Corporate Barter: un baratto come soluzione di finanza alternativa

E si ritorna alle origini.
Non perché mancano i beni o i servizi (anzi, ce n’è una quantità eccessiva), ma perché manca la moneta o quantomeno non circola.
 Per due motivi: uno ovvio, e cioè che se non ho denaro non lo posso spendere; l’altro di natura psicologica, ossia se ce l’ho lo risparmio in attesa dei tempi difficili che sono nell’aria.
E se la moneta non gira, non crea mercato.
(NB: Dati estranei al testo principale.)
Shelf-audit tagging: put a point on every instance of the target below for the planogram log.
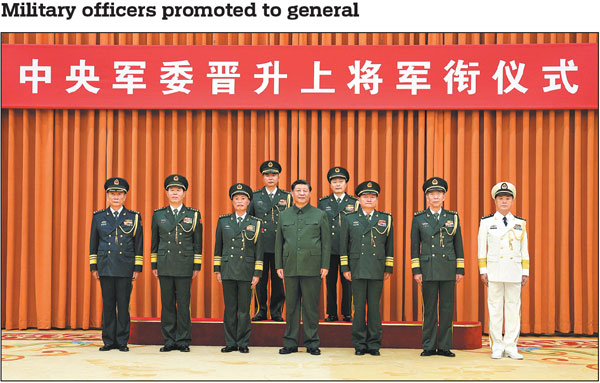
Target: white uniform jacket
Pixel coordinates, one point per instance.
(502, 250)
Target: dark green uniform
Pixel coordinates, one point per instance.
(367, 248)
(437, 253)
(176, 253)
(116, 250)
(302, 249)
(334, 212)
(238, 257)
(268, 211)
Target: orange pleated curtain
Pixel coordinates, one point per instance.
(54, 164)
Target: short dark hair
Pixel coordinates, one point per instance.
(301, 182)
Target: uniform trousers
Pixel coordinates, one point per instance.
(303, 291)
(434, 293)
(332, 275)
(507, 296)
(236, 319)
(116, 292)
(175, 317)
(277, 293)
(366, 335)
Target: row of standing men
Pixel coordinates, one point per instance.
(277, 235)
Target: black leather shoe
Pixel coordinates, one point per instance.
(446, 353)
(288, 350)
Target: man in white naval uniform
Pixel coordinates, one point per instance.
(504, 268)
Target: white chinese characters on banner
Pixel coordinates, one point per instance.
(409, 75)
(126, 75)
(461, 75)
(562, 70)
(35, 74)
(223, 74)
(177, 74)
(82, 74)
(367, 76)
(266, 76)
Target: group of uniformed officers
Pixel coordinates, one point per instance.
(279, 236)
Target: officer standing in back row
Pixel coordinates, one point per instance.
(176, 256)
(335, 205)
(438, 263)
(266, 204)
(116, 250)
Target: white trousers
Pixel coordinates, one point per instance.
(507, 296)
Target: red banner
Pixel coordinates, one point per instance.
(528, 76)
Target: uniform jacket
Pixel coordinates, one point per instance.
(268, 211)
(436, 248)
(238, 248)
(176, 243)
(334, 212)
(303, 242)
(502, 250)
(367, 247)
(116, 245)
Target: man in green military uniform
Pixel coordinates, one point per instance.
(266, 204)
(437, 262)
(116, 250)
(176, 256)
(367, 248)
(238, 265)
(335, 204)
(302, 250)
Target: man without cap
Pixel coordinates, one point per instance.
(437, 262)
(176, 256)
(336, 205)
(266, 204)
(367, 258)
(238, 265)
(504, 268)
(116, 250)
(302, 250)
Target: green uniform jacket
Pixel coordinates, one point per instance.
(268, 211)
(116, 246)
(303, 242)
(436, 249)
(334, 212)
(367, 246)
(176, 248)
(238, 248)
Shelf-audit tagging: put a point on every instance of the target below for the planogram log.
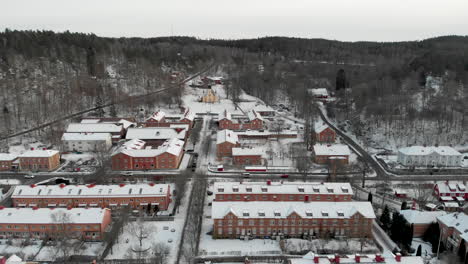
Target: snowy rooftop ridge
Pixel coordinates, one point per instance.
(45, 215)
(423, 151)
(51, 191)
(86, 136)
(227, 135)
(331, 149)
(148, 133)
(336, 188)
(94, 127)
(38, 153)
(312, 210)
(421, 217)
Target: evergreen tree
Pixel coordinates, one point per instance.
(385, 219)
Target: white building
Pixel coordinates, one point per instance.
(86, 142)
(419, 156)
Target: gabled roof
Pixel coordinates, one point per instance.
(145, 133)
(313, 210)
(227, 135)
(94, 127)
(423, 151)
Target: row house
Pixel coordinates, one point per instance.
(422, 156)
(254, 121)
(39, 160)
(421, 220)
(86, 142)
(248, 156)
(328, 153)
(150, 197)
(292, 219)
(44, 223)
(226, 140)
(167, 156)
(451, 190)
(156, 136)
(8, 162)
(117, 131)
(454, 231)
(323, 133)
(282, 191)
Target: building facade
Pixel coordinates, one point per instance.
(292, 219)
(39, 160)
(150, 197)
(282, 191)
(43, 223)
(421, 156)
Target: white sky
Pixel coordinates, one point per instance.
(351, 20)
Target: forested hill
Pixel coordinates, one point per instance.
(45, 74)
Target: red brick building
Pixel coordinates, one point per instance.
(292, 219)
(282, 191)
(43, 223)
(226, 140)
(325, 154)
(7, 161)
(323, 133)
(150, 197)
(247, 156)
(39, 160)
(254, 121)
(167, 156)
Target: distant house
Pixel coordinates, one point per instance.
(331, 152)
(421, 156)
(116, 130)
(156, 136)
(39, 160)
(137, 156)
(247, 156)
(421, 220)
(323, 133)
(86, 142)
(226, 140)
(7, 161)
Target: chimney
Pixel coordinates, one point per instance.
(398, 257)
(357, 258)
(316, 259)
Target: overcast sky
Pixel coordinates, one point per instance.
(349, 20)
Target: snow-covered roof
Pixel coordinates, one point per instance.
(320, 126)
(284, 209)
(189, 115)
(158, 116)
(331, 150)
(252, 115)
(172, 146)
(451, 187)
(58, 191)
(248, 152)
(319, 91)
(155, 133)
(7, 157)
(336, 188)
(422, 151)
(46, 215)
(227, 135)
(421, 217)
(94, 127)
(224, 115)
(39, 153)
(459, 221)
(86, 136)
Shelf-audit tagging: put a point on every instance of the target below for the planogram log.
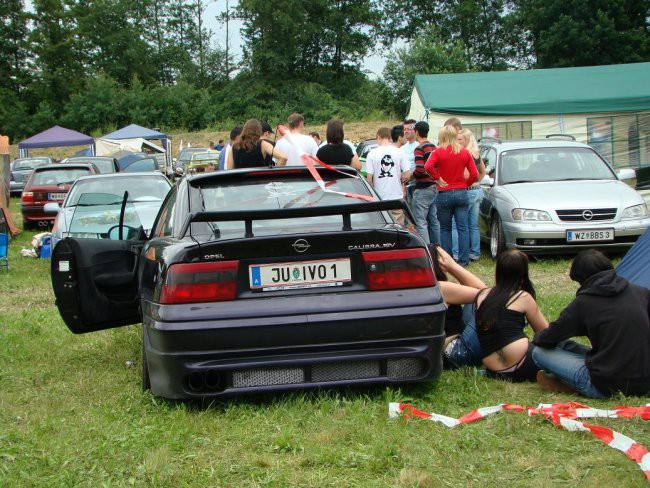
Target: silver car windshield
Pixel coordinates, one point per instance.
(269, 192)
(552, 164)
(141, 188)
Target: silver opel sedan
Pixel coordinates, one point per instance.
(545, 196)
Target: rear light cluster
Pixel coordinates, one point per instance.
(200, 282)
(404, 268)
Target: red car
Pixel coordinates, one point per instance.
(47, 184)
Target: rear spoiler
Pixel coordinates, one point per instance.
(248, 216)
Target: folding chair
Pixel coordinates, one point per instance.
(4, 247)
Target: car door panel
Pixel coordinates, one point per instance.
(95, 283)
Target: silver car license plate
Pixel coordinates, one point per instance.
(590, 235)
(300, 274)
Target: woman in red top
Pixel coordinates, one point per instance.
(447, 164)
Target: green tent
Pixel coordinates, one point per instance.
(616, 88)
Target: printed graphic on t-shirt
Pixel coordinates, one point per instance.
(387, 164)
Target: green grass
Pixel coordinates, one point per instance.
(72, 414)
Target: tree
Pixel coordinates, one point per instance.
(428, 53)
(579, 33)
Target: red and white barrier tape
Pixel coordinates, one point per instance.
(309, 160)
(562, 414)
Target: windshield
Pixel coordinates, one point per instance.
(552, 164)
(104, 165)
(58, 176)
(277, 192)
(140, 188)
(28, 164)
(96, 214)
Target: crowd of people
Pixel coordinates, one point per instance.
(485, 326)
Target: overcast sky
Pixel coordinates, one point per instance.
(373, 65)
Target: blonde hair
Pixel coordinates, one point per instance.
(447, 137)
(472, 145)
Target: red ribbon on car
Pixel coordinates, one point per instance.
(561, 414)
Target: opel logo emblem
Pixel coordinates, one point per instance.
(301, 245)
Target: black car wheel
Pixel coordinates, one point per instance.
(497, 239)
(146, 381)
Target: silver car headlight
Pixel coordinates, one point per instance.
(635, 212)
(530, 215)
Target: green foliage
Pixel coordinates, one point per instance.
(428, 53)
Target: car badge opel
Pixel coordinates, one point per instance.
(301, 245)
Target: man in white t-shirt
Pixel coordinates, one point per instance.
(305, 143)
(386, 169)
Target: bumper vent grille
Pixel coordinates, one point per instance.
(405, 368)
(586, 214)
(266, 377)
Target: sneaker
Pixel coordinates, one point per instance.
(550, 383)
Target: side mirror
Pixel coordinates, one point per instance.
(627, 176)
(487, 181)
(52, 207)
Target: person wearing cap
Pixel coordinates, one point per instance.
(304, 144)
(336, 151)
(425, 192)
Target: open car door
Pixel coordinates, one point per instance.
(95, 280)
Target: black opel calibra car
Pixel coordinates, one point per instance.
(258, 280)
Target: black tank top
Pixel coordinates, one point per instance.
(249, 159)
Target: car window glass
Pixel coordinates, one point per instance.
(58, 176)
(270, 192)
(552, 164)
(164, 226)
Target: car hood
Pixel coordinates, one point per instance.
(573, 194)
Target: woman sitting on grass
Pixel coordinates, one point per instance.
(501, 315)
(461, 342)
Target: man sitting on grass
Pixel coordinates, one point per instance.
(613, 314)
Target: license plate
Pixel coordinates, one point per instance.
(300, 274)
(590, 235)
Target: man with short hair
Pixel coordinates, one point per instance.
(425, 191)
(386, 169)
(303, 143)
(223, 155)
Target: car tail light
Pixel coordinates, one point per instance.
(200, 282)
(404, 268)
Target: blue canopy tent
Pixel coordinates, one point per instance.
(56, 136)
(635, 265)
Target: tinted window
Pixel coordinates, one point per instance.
(58, 176)
(552, 164)
(275, 192)
(140, 188)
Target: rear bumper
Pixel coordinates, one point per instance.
(295, 345)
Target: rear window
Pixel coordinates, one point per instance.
(58, 176)
(278, 191)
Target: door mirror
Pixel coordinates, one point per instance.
(627, 176)
(51, 207)
(487, 181)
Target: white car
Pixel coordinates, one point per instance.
(550, 195)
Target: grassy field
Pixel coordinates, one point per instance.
(72, 414)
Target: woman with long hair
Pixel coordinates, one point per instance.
(501, 315)
(251, 151)
(466, 139)
(336, 151)
(461, 341)
(447, 164)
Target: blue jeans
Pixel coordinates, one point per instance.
(475, 197)
(567, 363)
(454, 204)
(424, 212)
(466, 349)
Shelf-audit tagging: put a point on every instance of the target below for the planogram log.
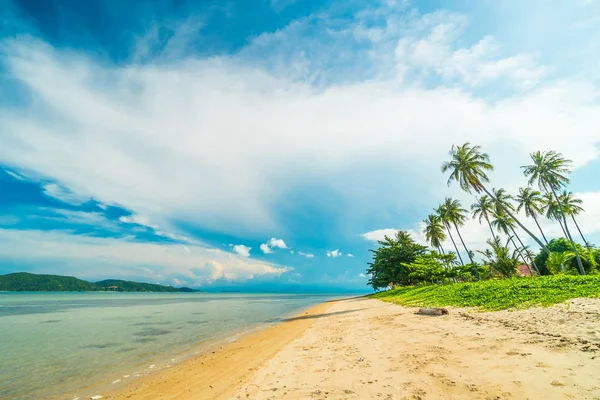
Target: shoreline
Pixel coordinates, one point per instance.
(220, 369)
(361, 348)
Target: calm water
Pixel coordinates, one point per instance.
(67, 345)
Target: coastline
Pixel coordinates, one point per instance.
(360, 348)
(220, 370)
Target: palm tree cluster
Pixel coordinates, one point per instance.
(545, 196)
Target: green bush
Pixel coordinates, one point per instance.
(497, 294)
(561, 245)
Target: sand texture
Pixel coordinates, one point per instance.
(367, 349)
(408, 356)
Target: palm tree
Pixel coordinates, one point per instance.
(505, 224)
(504, 202)
(531, 202)
(572, 207)
(456, 215)
(482, 209)
(434, 232)
(549, 170)
(551, 209)
(468, 167)
(500, 258)
(443, 216)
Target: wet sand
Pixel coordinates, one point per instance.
(363, 348)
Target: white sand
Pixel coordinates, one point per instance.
(500, 355)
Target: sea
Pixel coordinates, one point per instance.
(78, 345)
E la produzione, di qualsiasi tipo, implode.
 Quindi da qualche anno (Oltreoceano esiste dalla crisi del 1929) si sta sviluppando anche nel nostro Paese tra la comunità delle aziende, soprattutto piccole e medie imprese, un sistema che non produce liquidità, ma che sicuramente ne fa risparmiare tanta: il Corporate barter, una sorta di baratto o meglio di compensazione multilaterale tra aziende che avviene tramite network molto conosciuti sul web in cui si paga una quota associativa che mediamente costa circa il 5% dei movimenti.

Si tratta di uno strumento di pagamento complementare alla moneta tradizionale, una modalità di transazione tra aziende con forma di pagamento in merci e servizi; in altri termini il Corporate barter consente alle aziende che hanno poca liquidità e a cui le banche hanno ridotto o chiuso gli affidamenti di pagare gli acquisti con la vendita dei propri prodotti.
 I dati della Irta (International reciprocal trade association) riportati da Bloomberg stimano negli Stati Uniti un mercato da 12 miliardi dollari all’anno in transazioni che non prevedono scambio di valuta.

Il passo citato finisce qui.